Viewing the U.S. as a nation rife with discrimination against women, AFJ was a Co-sponsoring Organization of the April 25, 2004 “March for Women’s Lives” held in Washington, DC—a rally that advocated unrestricted access to taxpayer-funded abortion-on-demand.

In early 2007 AFJ posted on its website a petition demanding that detainees suspected of terrorism be given habeas corpus protections. The petition read, in part:

“In the fall of 2006, Congress passed a law governing military commissions, which included a provision that stripped certain detainees of their habeas corpus rights.… Without habeas rights, detainees are denied a fair hearing in federal court to challenge the lawfulness of their detention. The government is left free to imprison people indefinitely without charge or trial or other fair hearing, no matter how inhumane the conditions of confinement or the treatment of the detainees. Such a policy … undermines our national character.”

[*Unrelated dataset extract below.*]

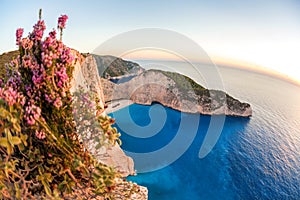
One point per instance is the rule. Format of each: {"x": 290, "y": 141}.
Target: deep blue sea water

Among AFJ’s more prominent member groups over the years have been: the AARP; the Center for Constitutional Rights; the Center for Reproductive Rights; the Children’s Defense Fund; the Earth Day Network; the Earthjustice Legal Defense Fund; the Energy Foundation; Green For All; the Human Rights Campaign Foundation; the Lawyers Committee for Civil Rights under Law; the League of Conservation Voters Education Fund; the Mexican American Legal Defense and Education Fund; NARAL Pro-Choice America; the National Abortion Federation; the National Association of Criminal Defense Lawyers; the National Committee for Responsive Philanthropy; the National Council for Research on Women; the National Education Association; the National Immigration Forum; the National Immigration Law Center; the National Lawyers Guild; the National Organization for Women‘s Legal Defense and Education Fund; the National Partnership for Women and Families; the National Wildlife Federation; the National Women’s Law Center; the Natural Resources Defense Council; Physicians for Human Rights; the Planned Parenthood Federation of America; the Service Employees International Union; the Sierra Club Foundation; the Tides Center; USAction; and the Wilderness Society.

AFJ has received financial support from numerous major philanthropies, including the Annie E. Casey Foundation, the Beldon Fund, the Carnegie Corporation of New York, the David and Lucile Packard Foundation, the Ford Foundation, the JEHT Foundation, the John D. and Catherine T. MacArthur Foundation, the Joyce Foundation, the Nathan Cummings Foundation, George Soros‘s Open Society Institute, the Public Welfare Foundation, the Robert Wood Johnson Foundation, the Rockefeller Brothers Fund, the Scherman Foundation, the Schumann Center for Media and Democracy, the Streisand Foundation, the Surdna Foundation, the Tides Foundation, and the Turner Foundation.